Başbakan Bülent Ecevit’in Hastalığı
Seçimin iktidar partileri açısından fiyaskoyla sonuçlanmasında etkili olan bir diğer faktör de, 1974 Kıbrıs Barış Harekatı’nın mimarı ve bir dönemin kudretli Başbakanı Bülent Ecevit’in sağlık sorunları nedeniyle son döneminde çok zayıf ve aciz bir görüntü vermesi olmuştur. Mustafa Kemal Atatürk’ten beri güçlü liderliği seven Türk halkı, Ecevit’in bu hasta görüntüsü nedeniyle ülkeyi iyi yönetemediği düşüncesine kapılmış ve ekonomik krizin yanında bu durum da seçim sonuçlarında oldukça etkili olmuştur.
MHP Lideri Devlet Bahçeli’nin Büyük Hatası
Seçimin bu şekilde sonuçlanması ve Adalet ve Kalkınma Partisi’nin ve Recep Tayyip Erdoğan’ın önünün açılmasında etkili olan bir diğer faktör de, Ecevit’in hastalığı döneminde “MHP’siz bir koalisyon formülü istendiği” gerekçesiyle MHP lideri Devlet Bahçeli’nin koalisyondan çekilme kararı alması ve ekonomik krizin etkileri atlatılamadan ülkeyi seçime götürmesi olmuştur. Denilebilir ki, bu kararla Devlet Bahçeli, Türkiye’yi Recep Tayyip Erdoğan’a kendi elleriyle teslim etmiş ve AK Parti’ye seçimlerde “dikensiz bir gül bahçesi” yaratma imkanı sunmuştur.
Koalisyon Hükümetlerine Duyulan Tepki
Seçim sonrasında ortaya çıkan bir diğer gerçek de, Türkiye halkının 1990’lı ve 2000’lerin başında iktidara gelen koalisyon hükümetlerinin kısır çekişmeleri ve uyumsuz görüntülerine duyduğu tepkiyi göstermesi olmuştur. Nitekim bu seçimden başlayarak, Türkiye seçmeninde tek parti iktidarını ve güçlü liderliği destekleme eğilimi daima ağır basmış, hatta giderek daha da baskın hale gelmiştir.

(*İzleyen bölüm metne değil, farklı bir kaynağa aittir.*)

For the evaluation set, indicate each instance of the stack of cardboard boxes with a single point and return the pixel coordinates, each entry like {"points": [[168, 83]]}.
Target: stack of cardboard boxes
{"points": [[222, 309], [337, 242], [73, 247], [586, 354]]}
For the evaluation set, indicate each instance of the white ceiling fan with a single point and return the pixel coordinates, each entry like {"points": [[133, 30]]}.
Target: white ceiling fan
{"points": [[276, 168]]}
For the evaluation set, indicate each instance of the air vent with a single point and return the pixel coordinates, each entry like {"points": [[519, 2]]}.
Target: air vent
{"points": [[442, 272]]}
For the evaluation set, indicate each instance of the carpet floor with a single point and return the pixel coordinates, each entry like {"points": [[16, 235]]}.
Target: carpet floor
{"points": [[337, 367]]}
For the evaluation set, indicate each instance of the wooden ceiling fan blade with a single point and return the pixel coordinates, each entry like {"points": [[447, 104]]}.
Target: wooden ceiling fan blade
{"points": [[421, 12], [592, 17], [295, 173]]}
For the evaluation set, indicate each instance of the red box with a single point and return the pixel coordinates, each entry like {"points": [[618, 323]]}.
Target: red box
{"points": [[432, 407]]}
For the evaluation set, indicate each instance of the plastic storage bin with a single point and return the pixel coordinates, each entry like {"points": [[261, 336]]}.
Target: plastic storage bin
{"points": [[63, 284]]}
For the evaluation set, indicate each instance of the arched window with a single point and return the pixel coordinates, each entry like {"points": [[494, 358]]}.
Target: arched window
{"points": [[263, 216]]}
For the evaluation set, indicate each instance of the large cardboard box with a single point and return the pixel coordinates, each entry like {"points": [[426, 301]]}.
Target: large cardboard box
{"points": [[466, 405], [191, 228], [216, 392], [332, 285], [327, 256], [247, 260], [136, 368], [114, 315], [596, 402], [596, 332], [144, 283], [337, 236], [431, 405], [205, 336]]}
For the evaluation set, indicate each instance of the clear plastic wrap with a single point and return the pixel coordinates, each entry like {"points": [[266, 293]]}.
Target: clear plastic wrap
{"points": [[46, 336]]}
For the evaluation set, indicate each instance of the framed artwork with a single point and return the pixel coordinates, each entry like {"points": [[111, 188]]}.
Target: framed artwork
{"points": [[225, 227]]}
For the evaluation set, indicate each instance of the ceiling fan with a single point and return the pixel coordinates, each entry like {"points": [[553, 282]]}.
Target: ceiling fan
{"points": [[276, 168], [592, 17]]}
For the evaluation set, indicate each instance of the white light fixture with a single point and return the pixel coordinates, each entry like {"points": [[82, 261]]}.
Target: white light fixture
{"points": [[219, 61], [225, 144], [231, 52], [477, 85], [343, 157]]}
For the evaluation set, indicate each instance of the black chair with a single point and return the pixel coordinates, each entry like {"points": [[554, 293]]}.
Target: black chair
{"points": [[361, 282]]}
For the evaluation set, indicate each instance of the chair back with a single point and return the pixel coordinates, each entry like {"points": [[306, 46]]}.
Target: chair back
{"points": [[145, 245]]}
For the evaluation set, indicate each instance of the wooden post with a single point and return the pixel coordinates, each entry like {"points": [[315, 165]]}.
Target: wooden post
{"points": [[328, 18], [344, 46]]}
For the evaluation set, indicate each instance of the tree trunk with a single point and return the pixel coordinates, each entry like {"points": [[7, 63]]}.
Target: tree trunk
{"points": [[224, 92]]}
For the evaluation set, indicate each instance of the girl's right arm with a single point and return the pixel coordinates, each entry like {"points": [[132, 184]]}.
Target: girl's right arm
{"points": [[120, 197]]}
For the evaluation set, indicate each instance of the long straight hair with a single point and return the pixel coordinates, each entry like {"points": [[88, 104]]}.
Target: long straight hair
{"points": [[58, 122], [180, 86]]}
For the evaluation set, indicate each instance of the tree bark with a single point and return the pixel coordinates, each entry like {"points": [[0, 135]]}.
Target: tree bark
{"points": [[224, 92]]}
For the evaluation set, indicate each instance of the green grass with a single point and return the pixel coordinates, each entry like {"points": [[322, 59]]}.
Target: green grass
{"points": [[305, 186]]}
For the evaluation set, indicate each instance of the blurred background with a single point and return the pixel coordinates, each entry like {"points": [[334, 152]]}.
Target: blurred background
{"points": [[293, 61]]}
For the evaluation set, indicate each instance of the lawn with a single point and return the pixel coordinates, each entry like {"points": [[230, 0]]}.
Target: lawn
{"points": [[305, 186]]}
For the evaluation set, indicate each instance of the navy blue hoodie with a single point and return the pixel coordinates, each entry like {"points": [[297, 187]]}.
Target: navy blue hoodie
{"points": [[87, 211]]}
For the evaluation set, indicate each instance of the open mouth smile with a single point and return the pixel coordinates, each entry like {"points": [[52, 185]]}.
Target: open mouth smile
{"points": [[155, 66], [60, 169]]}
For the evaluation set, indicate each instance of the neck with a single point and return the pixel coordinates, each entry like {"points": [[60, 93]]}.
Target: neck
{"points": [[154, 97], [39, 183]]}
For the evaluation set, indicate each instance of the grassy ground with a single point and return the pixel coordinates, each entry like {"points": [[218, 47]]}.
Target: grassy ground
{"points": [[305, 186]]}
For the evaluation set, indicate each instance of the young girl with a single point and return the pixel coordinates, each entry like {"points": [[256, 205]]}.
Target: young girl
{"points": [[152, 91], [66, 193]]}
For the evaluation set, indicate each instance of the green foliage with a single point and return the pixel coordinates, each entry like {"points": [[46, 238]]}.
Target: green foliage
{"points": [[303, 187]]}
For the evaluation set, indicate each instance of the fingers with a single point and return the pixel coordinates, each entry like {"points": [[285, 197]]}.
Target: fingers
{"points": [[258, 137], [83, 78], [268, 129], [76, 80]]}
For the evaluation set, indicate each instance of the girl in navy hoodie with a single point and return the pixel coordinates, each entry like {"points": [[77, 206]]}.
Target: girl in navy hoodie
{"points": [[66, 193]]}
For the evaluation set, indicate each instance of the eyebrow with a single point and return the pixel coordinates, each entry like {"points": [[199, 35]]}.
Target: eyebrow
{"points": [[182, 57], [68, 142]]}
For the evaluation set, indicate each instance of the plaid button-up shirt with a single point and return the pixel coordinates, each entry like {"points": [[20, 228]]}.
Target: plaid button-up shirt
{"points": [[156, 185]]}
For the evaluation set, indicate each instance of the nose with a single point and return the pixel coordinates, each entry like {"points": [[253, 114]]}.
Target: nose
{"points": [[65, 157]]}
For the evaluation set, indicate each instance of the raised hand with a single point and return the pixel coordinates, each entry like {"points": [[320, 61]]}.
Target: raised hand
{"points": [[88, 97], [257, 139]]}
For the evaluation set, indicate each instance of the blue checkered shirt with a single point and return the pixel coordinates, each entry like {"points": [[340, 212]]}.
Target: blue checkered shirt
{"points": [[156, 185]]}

Adalet ve Kalkınma Partisi ve Recep Tayyip Erdoğan Faktörü
Seçim sonuçları hakkında önceki hükümetlerin başarısızlığı kadar, AK Parti’nin başarısı ve Recep Tayyip Erdoğan’ın karizmatik liderliğine de dikkat çekmek gerekir. 2001 yılında Ankara Bilkent Otel’de 3 “y” ile (yolsuzluk, yasaklar, yoksulluk) mücadele etmek için kurulmuş olan AK Parti, İslami siyasetin en önemli isimleri olan Recep Tayyip Erdoğan, Abdullah Gül, Bülent Arınç ve Abdüllatif Şener gibi siyasetçileri bir araya getirdiği gibi, Köksal Toptan, Yaşar Yakış ve benzeri merkez sağ figürleri, Zafer Üskül ve Ali Babacan gibi liberalleri ve hatta Haluk Özdalga ve Ertuğrul Günay (daha sonradan) gibi merkez sol siyasetçileri bile bünyesine katmayı başarmış ve gerçek bir “catch-all party” görüntüsü çizmeyi başarmıştır.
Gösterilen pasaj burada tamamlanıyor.